Rehman launches Kailash Kher's debut album

IndiaGlitz [Wednesday, March 08, 2006]

At a jampacked music launch at the Raheja Classique club in Mumbai on Tuesday night, music director A R Rahman released the debut album of brilliant singer Kailash Kher. Entitled Kailasa, the album is actually also named after the band that Kher has formed in partnership with musician-composers Naresh and Paresh Kamath, both gifted guitarists and good backup singers.

Rehman, who had a busy night ahead for a film recording, was nevertheless graciously present at the release for half an hour, and did the honors.

Kher thanked "Bhagwan ke puttra (Son of God) Allah Rakkha Rehman" profusely for having graced the occasion, and Rehman, brief and pithy as usual, reminisced, "I am glad to be here for Kailash's album launch. I remember how I first heard of him. I had asked Mehboob, our lyricist, for a new voice that is earthy and strong, and he said, I have just the person for you. That voice can only be that of Kailash!' And he sent Kailash to meet me. The moment I heard him, I knew that here was a voice that was so wonderful, and which had its own unique space.... I want to say that Kailash Kher's voice has something that had been lacking a lot -- it had pure soul!  Allah Ke Bande is one of my all time favorite songs," the genius composer said.

Singer Alka Yagnik too came in specially to congratulate Kailash. "I wanted to come over and congratulate you on your first album. I hope that it is extremely successful! God Bless!" she said to Kher. Later, she too, along with Rahman and Kailash, was mobbed by still photographers.

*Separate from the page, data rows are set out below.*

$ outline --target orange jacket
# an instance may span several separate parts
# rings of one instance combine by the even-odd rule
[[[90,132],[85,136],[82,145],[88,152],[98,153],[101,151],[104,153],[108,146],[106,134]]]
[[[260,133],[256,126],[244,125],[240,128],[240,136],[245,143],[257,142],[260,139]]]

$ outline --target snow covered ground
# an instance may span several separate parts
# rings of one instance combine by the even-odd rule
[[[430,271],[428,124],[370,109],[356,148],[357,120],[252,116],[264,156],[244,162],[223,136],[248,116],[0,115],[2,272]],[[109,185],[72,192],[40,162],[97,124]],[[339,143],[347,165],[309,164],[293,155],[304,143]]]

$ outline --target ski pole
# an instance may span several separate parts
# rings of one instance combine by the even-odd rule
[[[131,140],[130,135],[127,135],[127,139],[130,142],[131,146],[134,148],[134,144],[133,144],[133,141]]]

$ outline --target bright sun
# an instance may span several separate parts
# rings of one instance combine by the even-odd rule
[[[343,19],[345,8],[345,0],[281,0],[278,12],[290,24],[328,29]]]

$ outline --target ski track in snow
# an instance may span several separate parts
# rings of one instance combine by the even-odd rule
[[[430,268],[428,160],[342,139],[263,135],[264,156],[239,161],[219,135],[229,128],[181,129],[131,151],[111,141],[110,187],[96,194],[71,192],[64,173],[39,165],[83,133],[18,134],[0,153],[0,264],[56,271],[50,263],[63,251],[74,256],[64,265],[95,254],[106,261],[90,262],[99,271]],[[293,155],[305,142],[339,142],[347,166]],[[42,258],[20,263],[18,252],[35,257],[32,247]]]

The band Kailasa performed four songs live, with Kher dedicating the first, Teri Diwani, to Rehman, the audience, and to those who support the fight against piracy.

Sony BMG India MD Sridhar said, "It is indeed a great day for us. In the past too, we have been responsible for launching some great talent, and today, we are proud to be associated with the debut album of Kailash Kher. Over the time we've spent working on this album together, I have not just been exposed to a wonderful talent, but also made a wonderful friend (in Kailash)."

The audience loved the live peformance, and going by audience reaction, Kailasa is bound to be a hit.